User:Alex brolloBot/WYSIWYG djvu project

Here are listed ideas, tests and python scripts covering the following related topics:

  1. how extract most data (text and formatting) from mapped djvu text layer, as shared by Internet Archive;
  2. how to build a WYSIWYG editor for djvu text layer.

Used software

  1. python;
  2. DjvuLibre djvused.exe file;
  3. Seamonkey Composer.


Summary edit

Here the ideas to develop two branches of the project (feel free to use them as you like, obviously!)

Subproject 1 edit

There are lots od data into coordinates of various levels of text segments, both in their x values (horizontal: spacing between words; position of the segment into the page; pattern of position of consecutive segments, as paragraphs and lines), with good perspectives for automation of center, block right, poem, page noinclude header and image position, if "empty areas" are considered too. This subproject is presently sleeping.

24.01.11 edit

First tests of use coordinates as traces of formatting run. So far, a script extracts coordinates, and derived data, into a "list of dictionaries", one dictionary for any dsed code row, so that x1,x2,y1,y2 (ccordinates of the rectangle), length, height, left margin, right margin of the element are available. Now I'm thinking about use of thiese data into the "line" subset; the script will classify lines as "normal", "indented", "short", "centered", "large font", "special". I.e.: short line followed by an indented line=new paragraph.

Consider that IA djvu text layer has the "para" layer, but Any2djvu text layer haven't, so that automatic suggestion about "new paragraph" is meaningful.

Subproject 2 edit

When single words are extracted with their code row, any of them is matched with a "fingerprint", its coordinates. There are tricks to build html code where such a fingerprint is saved but hidden inside a html tag, i.e.:

    1. (word 689 4215 827 4287 "any")
      1. word: any, fingerprint: 689 4215 827 4287
      2. html code: <span title="word 689 4215 827 4287">any</span>

The python script, while building the html code, should save somehow (a dictionary, a file...) fingerprint-old word pairs.

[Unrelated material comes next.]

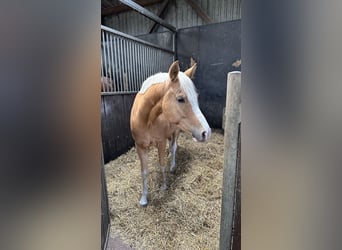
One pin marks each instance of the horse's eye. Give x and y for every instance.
(180, 99)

A html page can be built as a sequence of these "fingerprinted word code". Using normal mode of Composer editing, an editor will only edit words, leaving their fingerprint unmodified; when html code is saved, it's very simple to match word by word actual, and old words, to select cases which don't match, and to edit the source dsed file using the fingerprint to find words to replace.

So steps of algorithm are:

  1. to extract a dsed file from djvu file, using djvused;
  2. to parse it obtaining the list of fingerprints-words and to save it;
  3. to build the "fingerprinted html code";
  4. to edit it manually with Composer, Normal edit mode; to save the html file;
  5. to extract from html code a new list of fingerprints-words;
  6. to compare them with previous list, and to get a list of modified words;
  7. using such list of modified words, to edit dsed file;
  8. to update djvu text layer.

All steps, but human editing the html page, should be automatized.

running algorithm edit

There's now a file djvu.py with some running functions. It's too rought to be published but:

  1. it converts a bundled djvu into an indirect one, into a subfolder pag;
  2. create a list of secondary djvu files into pag;
  3. asks for the number of page to edit;
    1. user digits the number of the page (or f to finish, or s to next page)
  4. estracts text with option-text parameter into a testo.dsed file;
  5. converts dsed into pagina.html as told above;
  6. waits for input.......
    1. user edits pagina.hmtl
    2. user strokes an enter into python raw_input
  7. words are parsed from html
  8. they are used to edit testo.dsed
  9. testo.dsed is embedded into the current djvu page
  10. back to 3.

It would be great if this could be embedded into a GUI. But... I can't. I simply have no idea, about how to begin. :-(

21.01.11 The routines run. The development has been stopped to pay attention to subproject 1. 21.01.11 To do: apply the same procedure parsing djvu.xml data (perhaps simpler than parsing of dsed files), and to test djvuparserxml.

This is an interesting picture screenshot from a djvu file, self-produced from a pdf file, as seen with djView.

 
Gray: image layer; black: text layer

The concept of "layers" is clearly seen; but, more interesting, note differencies between image layer (gray) and text layer (black); text layer has been edited ans wiki code (for bold characters, for a template) has been added. Now, this is text obtained with djView somply selecting the text layer anc copying it here:

'''running algorithm'''
{{larger|There's}} now a file djvu.py

Outside pre tags, the same text is this: running algorithm There's now a file djvu.py

So, this is a proof that not only reviewed text, but wiki markup too could be loaded into djvu text layer.

Unexpected result edit

Simply adding some rows of code, and asking to ddjvu.exe, I found that it's really simple to extract the segment of tiff image containing exactly any word of the page. So, now I understand fully (and potentially, I could build from scratch) reCAPTCHA.